Third, the Decision determines that the unblocking of the e-mail account was committed by negligence and that the diversion of incoming e-mails was committed intentionally.

(13)

Fourth, the Decision determines that while each of the two incidents could constitute an infringement within the meaning of Article 23(1)(c) of Regulation (EC) No 1/2003 in itself, having regard to the common elements, it would not be appropriate to view each conduct in isolation. Therefore, it is concluded that EPIA and EPH engaged in a single overall infringement within the meaning of Article 23(1)(c) of Regulation (EC) No 1/2003.

(14)

Fifth, given that EPH controls EPIA as its 100 % owner in a common management structure as well as the fact that the incidents involved persons who represented both entities during the inspection and also related to e-mail accounts of persons working for each of them, the Decision determines that EPIA and EPH should be held jointly and severally liable for the infringement.

5.   FINES

(15)

Since the infringement referred to in Article 23(1)(c) of Regulation (EC) No 1/2003 has been established, the Commission may impose on the undertakings fines not exceeding 1 % of their turnover.

(16)

For determining the amount of the fines, the Decision has regard both to the gravity and the duration of the infringement according to Article 23(3) of Regulation (EC) No 1/2003.

(17)

Concerning the gravity, the Decision notes that the infringement is of a serious nature. It is particularly noted that the power to conduct inspections is one of the most important of the Commission's investigative powers in the competition field permitting to detect infringements of Articles 101 and 102 of the TFEU. It is also noted that over the last decade paper-based evidence has become less important and most of the documents collected nowadays during inspections are extracted from e-mail accounts and electronic files and that data stored in electronic format are much easier and quicker to destroy than paper files. Finally, it is taken into account that there are two incidents in which EPIA and EPH obstructed the inspection: the failure to block an e-mail account and the diversion of e-mails.

(18)

In terms of duration, the Decision takes into account that the infringement continued for a significant period of time during the inspection at the premises of EPIA and EPH.

(19)

Finally, the Decision takes into account that the parties have cooperated in a way which helped the Commission to ascertain the circumstances of the refusal to submit to the inspection with regard to e-mails. It is nevertheless noted that while the parties did not contest certain facts, they have generally sought to put in doubt the existence of any procedural violation.

6.   CONCLUSION

(20)

On the basis of the above, the Decision concludes that EPH and EPIA refused to submit to the inspection carried out at their premises on 24-26 November 2009 pursuant to Article 20(4) of Regulation (EC) No 1/2003 by negligently allowing access to a blocked e-mail account and intentionally diverting e-mails to a server, thereby committing an infringement within the meaning of Article 23(1)(c) of that Regulation. The Decision imposes a fine of EUR 2 500 000 jointly and severally on EPH and EPIA.

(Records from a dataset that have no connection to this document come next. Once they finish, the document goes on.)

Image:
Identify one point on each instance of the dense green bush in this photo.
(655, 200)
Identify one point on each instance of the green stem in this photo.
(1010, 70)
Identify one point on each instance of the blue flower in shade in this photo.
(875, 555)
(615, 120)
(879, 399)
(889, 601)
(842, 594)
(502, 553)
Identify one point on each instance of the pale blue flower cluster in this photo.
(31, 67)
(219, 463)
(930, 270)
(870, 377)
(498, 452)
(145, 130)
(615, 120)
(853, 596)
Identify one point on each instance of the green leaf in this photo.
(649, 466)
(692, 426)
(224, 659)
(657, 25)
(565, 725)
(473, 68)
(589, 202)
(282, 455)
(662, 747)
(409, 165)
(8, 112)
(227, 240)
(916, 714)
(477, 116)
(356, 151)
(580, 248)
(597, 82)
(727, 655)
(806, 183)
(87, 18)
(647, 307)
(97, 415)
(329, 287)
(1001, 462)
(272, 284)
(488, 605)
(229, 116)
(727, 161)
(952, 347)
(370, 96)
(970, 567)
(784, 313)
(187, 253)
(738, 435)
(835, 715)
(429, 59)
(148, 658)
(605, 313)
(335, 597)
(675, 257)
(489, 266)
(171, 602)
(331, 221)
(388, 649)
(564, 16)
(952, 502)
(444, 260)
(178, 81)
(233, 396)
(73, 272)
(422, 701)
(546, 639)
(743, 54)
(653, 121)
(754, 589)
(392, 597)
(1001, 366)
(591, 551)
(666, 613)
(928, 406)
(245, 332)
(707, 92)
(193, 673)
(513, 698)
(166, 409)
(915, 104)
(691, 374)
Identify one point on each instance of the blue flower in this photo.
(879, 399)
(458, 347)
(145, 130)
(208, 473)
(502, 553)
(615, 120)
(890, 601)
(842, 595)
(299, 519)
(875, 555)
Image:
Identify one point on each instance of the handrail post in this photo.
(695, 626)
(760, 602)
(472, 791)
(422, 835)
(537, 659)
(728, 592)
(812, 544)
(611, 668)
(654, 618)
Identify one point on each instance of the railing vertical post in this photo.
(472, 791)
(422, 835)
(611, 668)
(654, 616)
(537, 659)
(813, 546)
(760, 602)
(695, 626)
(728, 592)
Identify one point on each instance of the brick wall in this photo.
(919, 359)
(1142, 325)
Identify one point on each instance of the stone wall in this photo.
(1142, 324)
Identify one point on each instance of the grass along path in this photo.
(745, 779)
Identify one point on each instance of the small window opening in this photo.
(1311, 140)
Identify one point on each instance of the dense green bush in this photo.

(1)  With effect from 1 December 2009, Articles 81 and 82 of the EC Treaty have become Articles 101 and 102 respectively of the TFEU. The provisions laid down in the respective articles are, in substance, identical in both cases. For the purposes of this Decision, references to Articles 101 and 102 of the TFEU should be understood as references to Articles 81 and 82 of the EC Treaty where appropriate.

(2)  OJ L 1, 4.1.2003, p. 1.

(3)  On 10 November 2010, J&T IA was renamed EPIA without changes in the corporate structure or the organisation of the company. The following text refers to EPIA also for the time when it was named J&T IA.

(4)  Case 374/87 Orkem v European Commission [1989] ECR 3283, paragraph 27 which related to a request for information after an inspection had been carried out under Article 14 of Regulation No 17.

(5)  Case T-34/93 Société Générale v Commission [1995] ECR II-545, paragraph 72.

(6)  Commission Decision 94/735/EC of 14 October 1994 imposing a fine pursuant to Article 15(1) (c) of Council Regulation No 17 on Akzo Chemicals BV (OJ L 294, 15.11.1994, p. 31).